1. On 7-5-1979 at about 10.30 a.m. Jagdish Rai was going on his bicycle from his village to his Bhatta, near Bagh Wali Pulia. Accused Sat Narain along with one more both armed with knives met him. The accused stopped Jagdish Rai, carried him behind the stacks of wheat hay heaped nearby, threatened with knives and relieved him of his wrist watch and Rs. 50/- kept in a diary containing the accounts of milk. Sat Narain told him to go away quietly having their knives in mind. The accused sped away on their bicycles. Jagdish Rai was walking back when he came across Ashok Kumar, Saran Kumar and Laxmi Narain and Jagdish Rai and related to them what had occurred. They cried thief and chased the accused. The accomplice of Sat Narain was able to escape, but they were able to apprehend the appellant with the help of the persons from the Railway Quarters near the Railway Station Narela. One of them was Dhani Ram of the Railway Protection Force. The accused was holding a knife in his hand and inflicted an injury on the back portion of the upper part of the left thigh of Dhani Ram. Some other persons who had come out with lathis, etc. in their hands invested the accused and also caused some injuries to him with the lathis held by them. S.I. Mohinder Singh (PW 8) who then happened to be patrolling the area came there with some staff and arrested the accused. He recovered a wrist watch found hanging from the wrist of the accused which was identified by Jagdish Rai to be his. He also recovered the knife which was of a prohibited category. The learned Additional Sessions Judge convicted the appellant Sat Narain under Section 392 read with Section 397 IPC and Section 27 of the Arms Act and awarded him rigorous imprisonment for seven years and two years respectively. Hence, this appeal.

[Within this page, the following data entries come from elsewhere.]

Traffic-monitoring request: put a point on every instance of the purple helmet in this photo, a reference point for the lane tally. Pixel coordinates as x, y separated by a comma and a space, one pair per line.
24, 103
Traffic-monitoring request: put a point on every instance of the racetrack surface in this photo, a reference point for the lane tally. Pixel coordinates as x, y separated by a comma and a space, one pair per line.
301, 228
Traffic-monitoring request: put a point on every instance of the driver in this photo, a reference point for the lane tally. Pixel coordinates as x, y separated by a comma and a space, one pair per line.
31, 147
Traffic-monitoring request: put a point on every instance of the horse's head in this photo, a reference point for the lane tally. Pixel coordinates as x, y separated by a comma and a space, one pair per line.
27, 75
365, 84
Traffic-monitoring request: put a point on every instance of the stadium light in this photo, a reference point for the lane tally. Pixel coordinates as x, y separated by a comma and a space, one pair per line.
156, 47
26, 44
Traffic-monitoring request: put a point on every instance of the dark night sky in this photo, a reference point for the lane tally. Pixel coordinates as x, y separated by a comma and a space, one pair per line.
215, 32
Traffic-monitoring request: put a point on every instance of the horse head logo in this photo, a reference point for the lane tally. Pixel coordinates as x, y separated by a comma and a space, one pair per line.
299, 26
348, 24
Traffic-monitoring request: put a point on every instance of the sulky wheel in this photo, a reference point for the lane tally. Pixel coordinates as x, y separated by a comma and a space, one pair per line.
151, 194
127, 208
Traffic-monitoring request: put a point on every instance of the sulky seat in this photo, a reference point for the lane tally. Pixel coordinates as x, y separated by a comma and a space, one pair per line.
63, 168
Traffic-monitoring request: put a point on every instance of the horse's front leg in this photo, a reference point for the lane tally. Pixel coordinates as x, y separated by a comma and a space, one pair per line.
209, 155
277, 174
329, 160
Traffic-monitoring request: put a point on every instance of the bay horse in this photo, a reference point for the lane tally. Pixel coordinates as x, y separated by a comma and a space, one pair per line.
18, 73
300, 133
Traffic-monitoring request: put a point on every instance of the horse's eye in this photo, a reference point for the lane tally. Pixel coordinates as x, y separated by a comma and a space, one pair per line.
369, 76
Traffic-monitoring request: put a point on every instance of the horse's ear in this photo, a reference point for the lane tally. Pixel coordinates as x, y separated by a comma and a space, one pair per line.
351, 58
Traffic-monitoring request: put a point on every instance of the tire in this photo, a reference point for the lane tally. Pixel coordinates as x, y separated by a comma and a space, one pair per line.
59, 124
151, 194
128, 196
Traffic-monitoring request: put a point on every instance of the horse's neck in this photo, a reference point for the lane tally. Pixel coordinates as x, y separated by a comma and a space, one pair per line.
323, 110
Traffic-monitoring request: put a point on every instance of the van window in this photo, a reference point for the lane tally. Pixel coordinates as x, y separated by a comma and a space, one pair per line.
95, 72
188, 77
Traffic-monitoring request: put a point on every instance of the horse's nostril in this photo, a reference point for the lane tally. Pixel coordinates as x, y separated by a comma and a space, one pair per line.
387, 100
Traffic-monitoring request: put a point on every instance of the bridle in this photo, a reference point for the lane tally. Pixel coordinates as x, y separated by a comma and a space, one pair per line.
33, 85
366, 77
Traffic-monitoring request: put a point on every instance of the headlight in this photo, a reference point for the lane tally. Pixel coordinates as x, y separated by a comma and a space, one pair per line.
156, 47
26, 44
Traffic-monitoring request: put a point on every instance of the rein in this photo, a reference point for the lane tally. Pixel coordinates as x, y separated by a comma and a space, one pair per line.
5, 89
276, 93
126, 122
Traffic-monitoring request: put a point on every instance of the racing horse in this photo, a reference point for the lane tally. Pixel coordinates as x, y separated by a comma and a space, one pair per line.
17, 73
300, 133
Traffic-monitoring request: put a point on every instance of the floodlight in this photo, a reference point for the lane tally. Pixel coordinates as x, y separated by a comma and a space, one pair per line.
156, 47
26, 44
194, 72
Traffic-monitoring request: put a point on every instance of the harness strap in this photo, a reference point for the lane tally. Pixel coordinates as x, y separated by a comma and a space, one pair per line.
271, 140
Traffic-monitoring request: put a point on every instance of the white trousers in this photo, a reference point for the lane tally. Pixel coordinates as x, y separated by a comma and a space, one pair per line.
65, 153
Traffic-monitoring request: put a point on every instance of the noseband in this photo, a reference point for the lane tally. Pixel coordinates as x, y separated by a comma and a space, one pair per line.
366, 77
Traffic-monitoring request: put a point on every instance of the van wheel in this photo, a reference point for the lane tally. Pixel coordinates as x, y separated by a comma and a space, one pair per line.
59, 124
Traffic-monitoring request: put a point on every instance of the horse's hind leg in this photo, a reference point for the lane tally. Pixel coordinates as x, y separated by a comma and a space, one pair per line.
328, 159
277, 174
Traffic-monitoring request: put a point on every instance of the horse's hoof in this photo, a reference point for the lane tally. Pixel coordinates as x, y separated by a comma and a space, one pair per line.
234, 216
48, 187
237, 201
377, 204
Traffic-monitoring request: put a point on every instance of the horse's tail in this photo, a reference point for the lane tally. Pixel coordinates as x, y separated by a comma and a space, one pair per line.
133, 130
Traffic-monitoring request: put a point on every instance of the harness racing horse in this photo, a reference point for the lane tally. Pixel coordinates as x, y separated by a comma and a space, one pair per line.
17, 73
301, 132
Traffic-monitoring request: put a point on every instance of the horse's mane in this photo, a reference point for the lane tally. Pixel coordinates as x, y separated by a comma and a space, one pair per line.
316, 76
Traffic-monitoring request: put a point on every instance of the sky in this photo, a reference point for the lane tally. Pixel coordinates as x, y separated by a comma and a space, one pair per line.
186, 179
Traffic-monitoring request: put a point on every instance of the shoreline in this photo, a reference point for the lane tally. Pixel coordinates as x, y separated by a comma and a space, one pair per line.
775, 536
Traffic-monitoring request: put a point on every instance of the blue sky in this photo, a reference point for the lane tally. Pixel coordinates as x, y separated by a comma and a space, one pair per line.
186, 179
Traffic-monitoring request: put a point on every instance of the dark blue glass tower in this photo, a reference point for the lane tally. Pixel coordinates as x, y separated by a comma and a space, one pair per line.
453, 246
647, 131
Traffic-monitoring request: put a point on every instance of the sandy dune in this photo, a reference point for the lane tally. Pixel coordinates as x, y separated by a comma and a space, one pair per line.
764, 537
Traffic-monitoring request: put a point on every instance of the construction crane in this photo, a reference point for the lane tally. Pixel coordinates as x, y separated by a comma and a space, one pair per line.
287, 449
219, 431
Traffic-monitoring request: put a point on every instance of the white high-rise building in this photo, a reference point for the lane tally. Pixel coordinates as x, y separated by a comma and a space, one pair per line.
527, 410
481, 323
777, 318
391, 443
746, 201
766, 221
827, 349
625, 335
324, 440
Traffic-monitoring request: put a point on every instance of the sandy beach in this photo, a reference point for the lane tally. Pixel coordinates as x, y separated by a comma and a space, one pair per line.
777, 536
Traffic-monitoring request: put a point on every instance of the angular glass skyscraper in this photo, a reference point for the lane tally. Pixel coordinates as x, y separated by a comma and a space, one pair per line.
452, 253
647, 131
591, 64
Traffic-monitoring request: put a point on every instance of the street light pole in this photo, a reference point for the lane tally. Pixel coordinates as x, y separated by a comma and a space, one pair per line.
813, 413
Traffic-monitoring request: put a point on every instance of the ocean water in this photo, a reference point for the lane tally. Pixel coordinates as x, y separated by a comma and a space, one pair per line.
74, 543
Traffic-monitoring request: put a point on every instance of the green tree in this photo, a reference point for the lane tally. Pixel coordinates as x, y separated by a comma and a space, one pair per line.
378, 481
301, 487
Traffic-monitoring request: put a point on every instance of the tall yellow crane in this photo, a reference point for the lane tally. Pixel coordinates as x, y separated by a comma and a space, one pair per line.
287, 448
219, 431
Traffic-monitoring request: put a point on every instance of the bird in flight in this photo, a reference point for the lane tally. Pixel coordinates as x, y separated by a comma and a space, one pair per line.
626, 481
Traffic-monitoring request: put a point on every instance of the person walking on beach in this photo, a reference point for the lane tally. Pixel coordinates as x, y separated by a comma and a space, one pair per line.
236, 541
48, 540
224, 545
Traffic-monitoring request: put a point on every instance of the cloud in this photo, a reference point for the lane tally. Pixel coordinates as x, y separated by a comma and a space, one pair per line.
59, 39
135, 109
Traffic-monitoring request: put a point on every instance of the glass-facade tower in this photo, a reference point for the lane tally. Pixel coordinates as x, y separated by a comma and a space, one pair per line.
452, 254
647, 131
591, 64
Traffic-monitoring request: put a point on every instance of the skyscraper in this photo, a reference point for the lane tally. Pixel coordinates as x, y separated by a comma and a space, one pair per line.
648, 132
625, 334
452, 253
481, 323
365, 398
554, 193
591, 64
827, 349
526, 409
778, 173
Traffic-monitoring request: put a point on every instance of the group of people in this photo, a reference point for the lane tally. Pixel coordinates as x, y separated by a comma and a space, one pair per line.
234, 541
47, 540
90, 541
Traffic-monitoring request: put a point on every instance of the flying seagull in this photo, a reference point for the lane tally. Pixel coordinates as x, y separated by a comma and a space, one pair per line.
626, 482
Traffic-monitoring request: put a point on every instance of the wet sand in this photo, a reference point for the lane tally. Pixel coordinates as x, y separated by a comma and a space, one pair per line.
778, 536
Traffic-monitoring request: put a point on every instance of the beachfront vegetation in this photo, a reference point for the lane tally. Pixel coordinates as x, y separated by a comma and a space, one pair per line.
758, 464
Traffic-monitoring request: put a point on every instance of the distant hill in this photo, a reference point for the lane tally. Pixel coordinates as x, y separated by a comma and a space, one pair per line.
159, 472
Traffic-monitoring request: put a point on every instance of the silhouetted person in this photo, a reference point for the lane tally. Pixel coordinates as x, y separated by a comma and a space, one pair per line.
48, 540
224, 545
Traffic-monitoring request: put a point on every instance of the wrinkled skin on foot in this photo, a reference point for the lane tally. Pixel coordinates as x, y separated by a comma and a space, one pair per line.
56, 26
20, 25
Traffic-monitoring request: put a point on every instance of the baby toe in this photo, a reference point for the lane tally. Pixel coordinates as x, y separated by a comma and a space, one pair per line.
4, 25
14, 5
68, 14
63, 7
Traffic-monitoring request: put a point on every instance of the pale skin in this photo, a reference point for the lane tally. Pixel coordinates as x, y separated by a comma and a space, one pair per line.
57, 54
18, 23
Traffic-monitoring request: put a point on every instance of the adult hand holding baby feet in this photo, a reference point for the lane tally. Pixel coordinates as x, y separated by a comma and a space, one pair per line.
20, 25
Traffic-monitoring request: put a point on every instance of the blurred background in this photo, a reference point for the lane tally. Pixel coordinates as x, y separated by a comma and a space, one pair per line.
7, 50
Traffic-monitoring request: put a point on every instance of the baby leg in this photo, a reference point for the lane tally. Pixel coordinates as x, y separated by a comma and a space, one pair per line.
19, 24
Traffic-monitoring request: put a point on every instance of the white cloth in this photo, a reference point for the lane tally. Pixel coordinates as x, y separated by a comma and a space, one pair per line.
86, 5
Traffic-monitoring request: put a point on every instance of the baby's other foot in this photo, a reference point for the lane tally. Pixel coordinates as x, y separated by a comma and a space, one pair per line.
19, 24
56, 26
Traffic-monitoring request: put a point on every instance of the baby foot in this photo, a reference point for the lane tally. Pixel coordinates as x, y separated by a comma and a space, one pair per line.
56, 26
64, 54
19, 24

2. I have heard the learned amices curiae and the learned Additional Public Prosecutor and have perused the record.
3. The learned amices curiae pointed out that there is a difference with regard to the time of occurrence as given in the FIR and the one given in the charge. According to the F.I.R. the time is 10.30, while according to the charge, the time is 1.30 p.m. I do not think that this should affect the findings and appears to be a mistake of typing and even otherwise would be covered by Section 464 Gr.P.G. It was further pointed out that there was no mention of the second companion in the charge. That again is immaterial because the police had not made out a case under Section 34 IPC as far as the accused is concerned. It does not affect the findings arrived at by the learned trial Judge-It was next pointed out that the victim was going on a cycle but that cycle-has not been produced. This was no error at all as it was not a case property. The learned counsel then pointed out that Dhani Ram (PW 6) said that the watch was lying on the ground, while the other evidence is that it was hanging on the wrist. But the recovery memo shows that it was taken from the wrist of the accused. The learned amices curiae then painted out that the money and diary which were said to have been stolen have not been recovered. But this is also not material and may be the other accused may have taken them away. Lastly, it was urged that the accused was also injured and his injuries have not been explained. The learned amices curiae cited Lakshmi Singh and Ors. v. State of Bihar : 1976CriLJ1736 , to urge that the omission to explain injuries of the accused renders the prosecution case unreliable and defense probable. But this case has no application here because the prosecution case is that the injuries have not been inflicted on the accused by the victims but by the persons who apprehended and collected there. There is thus no force in any of the contentions raised on behalf of the accused and since the knife that has been used for the commission of the offence was a deadly one, I think the learned Additional Sessions Judge was correct in finding him guilty under Section 397 IPC and Section 27 Arms Act and in sentencing him as aforesaid.
4. The appeal, thereforee, is hereby dismissed.